A weekend crowd was seen visiting the Aachen Christmas market in Germany. The general view took place on November 25, 2023. (Photo by Ying Tang/NurPhoto via Getty Images)

Annual inflation in the euro zone cooled to 2.4% in November from 2.9% in October, according to flash figures released recently. This came as a surprise to economists who had polled by Reuters and expected a reading of 2.7%.

Drop in Core Inflation

Core inflation, which is a measure closely-watched by the European Central Bank and excludes the volatile effects of energy, food, alcohol, and tobacco, also came in lower than expected, dropping to 3.6% from 4.2% in October.

Energy Prices and Other Contributions

Energy prices continued to record significant year-on-year declines, coming in at -11.5% in November. Conversely, food, alcohol, and tobacco contributed with the biggest pull higher, at 6.9%.

Significant Decrease from Peak Levels in 2022

Headline inflation has now cooled significantly from the peak levels of 10.6% in October 2022. Inflation in the euro zone’s largest economies, Germany and France, has dropped to 2.3% and 3.8%, respectively.

Caution from ECB Officials

European Central Bank officials have repeatedly stressed that it is too early to declare victory over price rises in the 20-member euro zone bloc.

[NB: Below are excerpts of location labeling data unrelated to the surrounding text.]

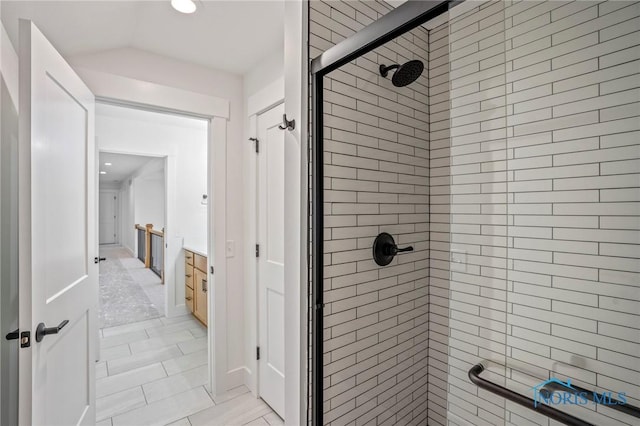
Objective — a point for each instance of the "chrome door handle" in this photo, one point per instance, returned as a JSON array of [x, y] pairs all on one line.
[[42, 331]]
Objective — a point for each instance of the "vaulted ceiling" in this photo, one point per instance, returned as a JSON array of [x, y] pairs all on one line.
[[227, 35]]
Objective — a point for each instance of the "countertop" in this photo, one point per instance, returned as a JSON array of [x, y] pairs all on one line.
[[195, 250]]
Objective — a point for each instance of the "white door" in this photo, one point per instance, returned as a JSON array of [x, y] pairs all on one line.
[[108, 207], [271, 258], [57, 274]]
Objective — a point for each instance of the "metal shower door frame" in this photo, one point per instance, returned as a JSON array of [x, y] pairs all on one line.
[[406, 17]]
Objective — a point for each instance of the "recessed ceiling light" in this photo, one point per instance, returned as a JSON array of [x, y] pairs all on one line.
[[184, 6]]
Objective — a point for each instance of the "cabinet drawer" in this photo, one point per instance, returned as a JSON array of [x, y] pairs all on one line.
[[200, 262], [188, 276], [188, 258], [188, 298]]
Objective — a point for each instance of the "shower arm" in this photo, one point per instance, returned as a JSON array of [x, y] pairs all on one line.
[[384, 69]]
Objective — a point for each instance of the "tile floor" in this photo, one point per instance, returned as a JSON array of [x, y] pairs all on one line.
[[154, 372], [129, 292]]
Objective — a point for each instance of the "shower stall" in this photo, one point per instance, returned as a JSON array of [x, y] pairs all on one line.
[[475, 213]]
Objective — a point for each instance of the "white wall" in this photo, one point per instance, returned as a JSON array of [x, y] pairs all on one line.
[[127, 232], [149, 201], [8, 228]]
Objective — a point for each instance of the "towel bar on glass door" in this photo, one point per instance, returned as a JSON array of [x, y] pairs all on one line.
[[552, 413]]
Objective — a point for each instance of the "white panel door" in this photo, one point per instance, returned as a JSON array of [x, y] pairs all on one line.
[[271, 260], [108, 208], [57, 214]]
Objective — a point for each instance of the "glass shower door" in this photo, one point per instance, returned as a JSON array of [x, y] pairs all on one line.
[[469, 131], [573, 294], [544, 265]]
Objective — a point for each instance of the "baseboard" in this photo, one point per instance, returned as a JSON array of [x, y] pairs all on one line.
[[236, 377], [176, 311], [250, 381]]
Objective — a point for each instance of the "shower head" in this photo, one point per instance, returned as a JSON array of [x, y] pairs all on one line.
[[405, 74]]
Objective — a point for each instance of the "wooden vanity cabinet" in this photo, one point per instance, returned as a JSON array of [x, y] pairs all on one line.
[[196, 285]]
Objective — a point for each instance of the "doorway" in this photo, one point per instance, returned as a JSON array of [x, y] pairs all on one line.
[[131, 192], [161, 199], [108, 217]]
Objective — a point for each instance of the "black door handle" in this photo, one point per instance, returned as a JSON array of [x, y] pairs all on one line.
[[42, 331]]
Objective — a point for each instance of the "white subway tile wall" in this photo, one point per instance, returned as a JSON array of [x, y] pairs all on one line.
[[513, 166], [544, 152], [376, 155]]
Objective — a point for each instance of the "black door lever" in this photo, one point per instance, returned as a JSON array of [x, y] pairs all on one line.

They are monitoring potential pressures from wage increases and energy markets.

Market Reaction and Unemployment Data

Mathieu Savary, chief European strategist at BCA Research, said that traders would now be tempted to bring forward expectations for the timeline of the first ECB rate cut. However, separate data released by statistics agency Eurostat on Thursday showed that unemployment in the euro area remained at a record low of 6.5% in October, despite a contraction in the euro zone economy in the third quarter.

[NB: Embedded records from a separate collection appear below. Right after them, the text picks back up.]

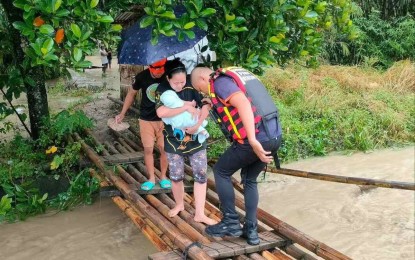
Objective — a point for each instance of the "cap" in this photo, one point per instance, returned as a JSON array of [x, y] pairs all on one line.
[[158, 66]]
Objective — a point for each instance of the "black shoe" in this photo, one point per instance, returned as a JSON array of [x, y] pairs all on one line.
[[250, 233], [229, 226]]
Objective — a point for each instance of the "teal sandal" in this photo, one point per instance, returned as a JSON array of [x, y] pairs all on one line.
[[165, 184], [148, 185]]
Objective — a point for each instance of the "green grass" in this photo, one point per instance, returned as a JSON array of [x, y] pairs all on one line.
[[336, 108]]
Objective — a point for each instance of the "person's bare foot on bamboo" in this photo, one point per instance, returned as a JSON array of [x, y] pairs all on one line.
[[205, 219], [174, 211]]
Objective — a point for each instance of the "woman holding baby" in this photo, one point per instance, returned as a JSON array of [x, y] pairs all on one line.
[[182, 143]]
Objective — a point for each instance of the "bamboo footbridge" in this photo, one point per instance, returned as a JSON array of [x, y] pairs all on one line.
[[121, 170]]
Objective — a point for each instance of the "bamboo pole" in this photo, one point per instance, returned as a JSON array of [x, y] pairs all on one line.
[[288, 231], [257, 256], [186, 223], [276, 254], [344, 179], [339, 178], [129, 143], [173, 233], [297, 253], [135, 110]]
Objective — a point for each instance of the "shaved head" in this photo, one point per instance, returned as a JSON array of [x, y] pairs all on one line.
[[200, 78]]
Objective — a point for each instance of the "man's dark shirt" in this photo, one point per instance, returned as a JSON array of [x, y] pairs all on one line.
[[148, 85], [225, 87]]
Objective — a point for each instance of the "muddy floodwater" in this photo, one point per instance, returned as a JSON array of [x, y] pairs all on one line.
[[362, 223]]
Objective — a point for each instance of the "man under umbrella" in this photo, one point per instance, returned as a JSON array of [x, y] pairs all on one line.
[[150, 124]]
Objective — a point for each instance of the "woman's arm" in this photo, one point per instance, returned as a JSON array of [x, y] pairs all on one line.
[[204, 113], [164, 111]]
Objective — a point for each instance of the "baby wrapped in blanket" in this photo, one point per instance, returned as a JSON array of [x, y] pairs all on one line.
[[184, 120]]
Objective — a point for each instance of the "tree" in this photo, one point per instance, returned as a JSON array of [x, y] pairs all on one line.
[[46, 33], [257, 33]]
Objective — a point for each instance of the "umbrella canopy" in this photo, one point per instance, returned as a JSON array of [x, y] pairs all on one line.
[[136, 47]]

Market Expectations and Insights

“For the ECB, signs of an imminent victory on inflation are mounting,” said Bert Colijn, senior euro zone economist at ING. He added that some of the impact from existing monetary tightening was yet to be felt. “The market is therefore right to start looking at rate cuts for 2024,” he said. “We think the first one could well happen before the summer.”

Overall, while there is a general view that inflation has cooled significantly in the euro zone, there is still caution from the European Central Bank and expectations of potential rate cuts in the future.